1862 - The  First Morrill Act,  also known as the  "Land  Grant Act"  becomes law.  It donates public lands to states, the sale of which will be used for the "endowment, support,  and maintenance of at least one  college where the leading object shall be, without excluding other scientific and classical studies and including military tactics, to teach  such branches of learning as are related  to agriculture and the mechanic arts, in order to promote the liberal and practical education of the industrial classes in the several pursuits and professions in life." Many prominent state universities can trace their roots to this forward-thinking legislation.
1865 - The Civil War ends with  Lee's surrender at Appomattox Courthouse.  Much of the south, including its educational institutions, is left in disarray. Many schools are closed. Even before the war, public education  in the south was far behind that in  the north. The physical devastation left by the  war as well as the social upheaval and poverty that follow exacerbate this situation.
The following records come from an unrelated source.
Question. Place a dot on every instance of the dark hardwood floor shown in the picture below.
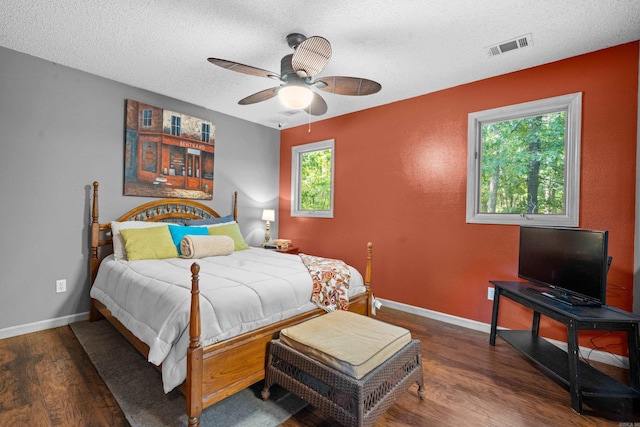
(46, 379)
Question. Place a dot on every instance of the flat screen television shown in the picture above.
(571, 262)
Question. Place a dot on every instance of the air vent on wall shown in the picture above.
(513, 44)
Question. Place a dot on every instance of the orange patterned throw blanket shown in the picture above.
(330, 282)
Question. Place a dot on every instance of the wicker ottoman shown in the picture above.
(349, 366)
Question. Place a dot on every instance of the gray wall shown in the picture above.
(61, 129)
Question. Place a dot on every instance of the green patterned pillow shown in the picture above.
(232, 230)
(149, 243)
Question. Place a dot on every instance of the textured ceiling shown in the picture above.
(411, 47)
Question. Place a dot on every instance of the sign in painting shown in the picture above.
(167, 154)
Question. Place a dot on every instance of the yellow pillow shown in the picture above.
(149, 243)
(232, 230)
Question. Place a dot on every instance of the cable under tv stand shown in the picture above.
(562, 297)
(582, 379)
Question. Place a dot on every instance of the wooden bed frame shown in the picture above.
(216, 371)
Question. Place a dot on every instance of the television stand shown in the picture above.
(582, 379)
(563, 297)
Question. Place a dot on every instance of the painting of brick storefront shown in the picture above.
(167, 154)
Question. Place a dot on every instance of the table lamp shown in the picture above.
(268, 215)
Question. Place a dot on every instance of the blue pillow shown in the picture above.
(177, 233)
(209, 221)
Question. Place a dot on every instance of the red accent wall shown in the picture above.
(400, 182)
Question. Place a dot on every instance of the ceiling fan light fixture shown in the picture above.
(295, 96)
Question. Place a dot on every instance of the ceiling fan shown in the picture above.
(296, 73)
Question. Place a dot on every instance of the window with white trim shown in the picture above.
(524, 163)
(312, 167)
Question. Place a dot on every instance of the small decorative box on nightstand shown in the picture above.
(290, 250)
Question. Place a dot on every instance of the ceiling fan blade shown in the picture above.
(318, 106)
(241, 68)
(354, 86)
(263, 95)
(311, 56)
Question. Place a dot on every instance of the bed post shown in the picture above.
(367, 280)
(235, 206)
(194, 354)
(94, 261)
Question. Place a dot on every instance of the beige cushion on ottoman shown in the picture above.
(350, 343)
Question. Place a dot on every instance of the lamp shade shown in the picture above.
(268, 215)
(294, 96)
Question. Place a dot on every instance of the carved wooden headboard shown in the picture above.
(161, 210)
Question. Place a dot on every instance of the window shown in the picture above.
(524, 163)
(146, 118)
(312, 168)
(206, 132)
(176, 123)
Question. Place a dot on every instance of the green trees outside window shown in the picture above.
(315, 186)
(524, 163)
(312, 179)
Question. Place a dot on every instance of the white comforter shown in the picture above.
(240, 292)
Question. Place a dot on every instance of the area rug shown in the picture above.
(137, 387)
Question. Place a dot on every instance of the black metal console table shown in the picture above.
(583, 380)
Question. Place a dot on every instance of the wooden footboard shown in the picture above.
(216, 371)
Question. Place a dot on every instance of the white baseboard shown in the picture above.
(42, 325)
(587, 353)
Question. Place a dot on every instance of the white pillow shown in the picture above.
(119, 251)
(214, 225)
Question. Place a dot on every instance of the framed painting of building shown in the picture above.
(167, 154)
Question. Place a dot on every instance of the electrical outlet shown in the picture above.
(61, 285)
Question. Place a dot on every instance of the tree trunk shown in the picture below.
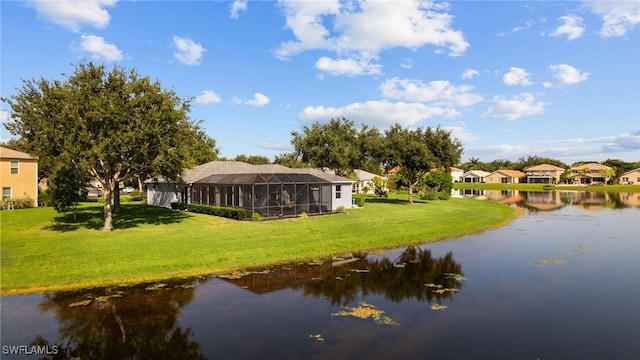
(116, 197)
(108, 214)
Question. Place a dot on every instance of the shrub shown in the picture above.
(18, 203)
(429, 195)
(256, 217)
(227, 212)
(443, 195)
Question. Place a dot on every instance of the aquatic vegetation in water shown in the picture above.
(542, 262)
(80, 303)
(155, 287)
(436, 307)
(454, 276)
(365, 311)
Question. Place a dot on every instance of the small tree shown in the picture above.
(64, 193)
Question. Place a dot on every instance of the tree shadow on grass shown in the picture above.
(130, 216)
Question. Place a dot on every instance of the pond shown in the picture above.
(562, 281)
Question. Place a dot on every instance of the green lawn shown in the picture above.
(42, 251)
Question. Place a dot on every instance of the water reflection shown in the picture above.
(554, 200)
(415, 274)
(142, 321)
(121, 323)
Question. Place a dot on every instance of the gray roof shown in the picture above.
(200, 172)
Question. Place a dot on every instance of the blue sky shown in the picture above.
(508, 78)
1865 -  Abraham Lincoln is assassinated,  and  Andrew Johnson,  a southern Democrat and advocate  of state's rights, becomes president.
1866 - The  14th Amendment  is passed entitling all persons born or naturalized in the United States to citizenship  and equal protection under the law. This gives freed male slaves the right to vote. Most southern states refuse to ratify it.
1867 - After hearing of the desperate situation  faced schools in the south,  George Peabody  funds the two-million-dollar Peabody Education Fund to aid public education in southern states.
1875 - The  Civil Rights Act  is passed, banning segregation in all public accommodations.  The Supreme Court rules it unconstitutional in 1883.
1881 -  Booker T. Washington  becomes the first principal of the newly-opened  normal school in Tuskegee, Alabama,  now  Tuskegee University.
1890 - The  Second Morrill Act  is enacted. It provides  for the "more complete endowment  and support of the colleges "through the sale of public lands, Part of this funding leads to the  creation of 16 historically black land-grant colleges.
1892 - The Committee on Secondary Social Studies, often called  the  Committee  of Ten,  recommends a college-oriented high  school curriculum.